Summary and future perspectives

In general, the participants of the Reisensburg Working Group for Tauopathies With Parkinsonism felt strongly that the time has come to introduce disease-modifying therapeutic strategies into the field of tauopathies with parkinsonism. However, it was clear that many hurdles must be overcome until cost-effective therapeutic trials can be efficiently organized and eventually result in generally accepted therapies.

Importantly, the NNIPPS data have shown that early diagnosis and differential diagnosis of atypical parkinsonism are possible, and longitudinal data obtained in the trial can be used for designing future trials. It was felt that the transgenic mice developed on the basis of mutations in the MAPT gene can serve as models in which experimental therapeutic development occurs. However, the step from murine research to human research is not easy; the first methodologic step would be the standardization and validation of mouse studies [84]. If these experimental treatments can be developed, the question remains open whether these therapies can influence only 1 phenotype (‘pattern of vulnerability’) or can be used in a broader sense (‘etiology based’) in tauopathies with parkinsonism with different phenotypes.

A complicating factor may be overlapping etiologies for tauopathies; tauopathies may be the result of environmental influences (e.g. PEP), an interplay between genetic factors and environment (e.g. Guam disease), or exclusively genetic (e.g. FTDP-17). However, even in the latter – given the variability of phenotypes – modifying factors, either genetic or environmental, play a role. Certainly, the step from murine to human research can occur more easily if disease-relevant biomarkers are established. Whether MRI techniques can serve this translational step is unproven; theoretically, biochemical markers should do better if the pathogenetic hypothesis is strong.

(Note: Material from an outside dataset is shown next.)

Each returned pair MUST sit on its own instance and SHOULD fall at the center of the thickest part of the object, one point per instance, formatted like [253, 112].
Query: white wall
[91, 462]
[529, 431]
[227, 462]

The most attractive potential therapeutic targets are neuroinflammation accompanying tauopathies, prevention of tau aggregation and tau hyperphosphorylation, stabilization of microtubules, and tau dephosphorylation. Interestingly, a number of drugs (such as lithium, valproic acid, and memantine) with well-known profiles of adverse effects can target these pathogenetic steps. Identification of disease-modifying strategies for tauopathies with parkinsonism is imperative and will be realized, although we cannot tell now how long this development will require.

Acknowledgements

Dr Wszolek is supported by research grant P50-NS40256 from the Morris K. Udall Center of Excellence in Parkinson's Disease Research and by research grant C06-01 from the Pacific Alzheimer Research Foundation (PARF).

This paper is dedicated to the 80th birthday of Patrick McGeer, whose critical thinking, knowledge, enthusiasm, and humor greatly influenced us.

Dr Wszolek has a financial interest associated with technology entitled ‘Identification of Mutations in PARK8, a Locus for Familial Parkinson's Disease,’ Mayo Clinic case #2004-185. A nonprovisional patent application has been filed for this technology, and it has been licensed to a third party. No royalties have accrued to Dr Wszolek; however, Mayo Clinic has received royalties of greater than $10,000, the federal threshold for significant financial interest, and Dr Wszolek has contractual rights to receive future royalties.

Footnotes

Disclosure

The authors report no conflict of interest except as described in the acknowledgment.